The final part of any Daily Show episode was the interviews, and to some extent, it’s late night formulaic, the place where the show drops its news focus and asks movie stars about their latest projects. But Jon Stewart transformed that part of the show as well. He did remarkably incisive interviews with major political figures, regularly sparring with Mike Huckaby and John McCain. President Obama was on at least three times that I can remember. Best of all, Jon loved authors. He often found interesting books, usually about either history or public policy, and interview their authors. I can’t tell you how many books I bought or checked out from the library and read after seeing their authors on the Daily Show.  At least thirty; probably more. He loved engaging with smart people who had interesting things to say.

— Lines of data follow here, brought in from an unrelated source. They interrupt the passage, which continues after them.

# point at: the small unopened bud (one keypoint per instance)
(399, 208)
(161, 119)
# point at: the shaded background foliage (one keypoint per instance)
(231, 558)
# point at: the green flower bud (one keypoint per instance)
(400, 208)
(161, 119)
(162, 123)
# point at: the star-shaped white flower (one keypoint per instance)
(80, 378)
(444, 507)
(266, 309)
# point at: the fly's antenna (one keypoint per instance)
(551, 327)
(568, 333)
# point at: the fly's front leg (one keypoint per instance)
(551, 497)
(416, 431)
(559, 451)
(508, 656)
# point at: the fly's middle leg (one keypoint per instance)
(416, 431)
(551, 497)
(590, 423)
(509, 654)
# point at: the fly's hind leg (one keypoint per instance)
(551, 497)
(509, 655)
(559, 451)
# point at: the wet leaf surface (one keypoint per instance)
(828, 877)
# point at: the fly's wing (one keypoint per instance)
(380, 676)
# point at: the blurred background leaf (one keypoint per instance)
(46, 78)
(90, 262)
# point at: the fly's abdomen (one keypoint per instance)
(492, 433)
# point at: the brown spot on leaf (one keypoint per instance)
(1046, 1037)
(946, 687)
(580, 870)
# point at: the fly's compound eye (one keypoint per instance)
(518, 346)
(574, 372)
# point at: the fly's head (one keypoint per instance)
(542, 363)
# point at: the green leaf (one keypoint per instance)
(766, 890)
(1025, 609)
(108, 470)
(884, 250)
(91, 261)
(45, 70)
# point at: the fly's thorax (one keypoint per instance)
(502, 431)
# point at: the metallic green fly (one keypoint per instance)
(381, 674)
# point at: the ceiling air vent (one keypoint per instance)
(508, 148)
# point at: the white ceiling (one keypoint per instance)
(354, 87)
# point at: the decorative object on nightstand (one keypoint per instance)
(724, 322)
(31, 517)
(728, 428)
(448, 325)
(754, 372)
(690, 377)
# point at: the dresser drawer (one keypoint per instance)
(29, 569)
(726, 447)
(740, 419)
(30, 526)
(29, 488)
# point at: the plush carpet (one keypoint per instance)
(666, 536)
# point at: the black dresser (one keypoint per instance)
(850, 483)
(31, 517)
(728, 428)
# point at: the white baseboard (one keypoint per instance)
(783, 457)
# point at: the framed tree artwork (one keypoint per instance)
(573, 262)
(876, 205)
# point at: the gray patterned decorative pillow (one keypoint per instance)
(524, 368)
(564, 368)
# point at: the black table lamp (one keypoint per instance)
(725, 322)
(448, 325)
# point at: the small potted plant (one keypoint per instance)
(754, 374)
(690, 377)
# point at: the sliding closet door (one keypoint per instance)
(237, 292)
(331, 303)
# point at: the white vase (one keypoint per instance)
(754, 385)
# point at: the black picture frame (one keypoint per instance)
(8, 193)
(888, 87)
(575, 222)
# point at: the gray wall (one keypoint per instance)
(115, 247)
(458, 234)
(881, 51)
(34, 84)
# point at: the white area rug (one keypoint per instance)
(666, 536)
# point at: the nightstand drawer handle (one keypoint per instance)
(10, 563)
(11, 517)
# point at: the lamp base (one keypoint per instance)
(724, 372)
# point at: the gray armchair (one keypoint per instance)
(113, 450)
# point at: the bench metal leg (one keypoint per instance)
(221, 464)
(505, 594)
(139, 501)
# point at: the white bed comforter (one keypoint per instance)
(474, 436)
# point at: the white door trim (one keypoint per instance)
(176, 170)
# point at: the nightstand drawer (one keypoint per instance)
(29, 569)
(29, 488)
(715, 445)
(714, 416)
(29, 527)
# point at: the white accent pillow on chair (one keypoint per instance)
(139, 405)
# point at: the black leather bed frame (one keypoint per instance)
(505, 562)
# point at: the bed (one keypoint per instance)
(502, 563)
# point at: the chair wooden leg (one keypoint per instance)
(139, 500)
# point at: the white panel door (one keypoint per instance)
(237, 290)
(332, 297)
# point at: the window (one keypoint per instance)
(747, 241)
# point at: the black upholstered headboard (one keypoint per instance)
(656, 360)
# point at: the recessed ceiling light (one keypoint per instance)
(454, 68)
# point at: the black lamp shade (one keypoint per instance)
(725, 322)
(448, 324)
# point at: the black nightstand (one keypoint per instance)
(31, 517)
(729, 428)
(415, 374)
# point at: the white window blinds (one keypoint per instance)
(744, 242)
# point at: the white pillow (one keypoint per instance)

In fact, if Fox News eventually wore him down (he said watching that network was the hardest part of his job, and led to his retirement), then the authors and books he featured invigorated him. By the same token, that’s my final takeaway from the end of this 16 year era. Jon Stewart represented incisive wit and fury and even optimism in a time when our politics seems irretrievably broken. Television news is drowning in BS, as is public life generally. But the world is also a place where smart, passionate, informed people can come and tell you about the great book they just wrote.  I wish Jon well, and I’m going to miss him terribly. And hope the new guy, Trevor Noah, does well. Those are huge shoes to fill.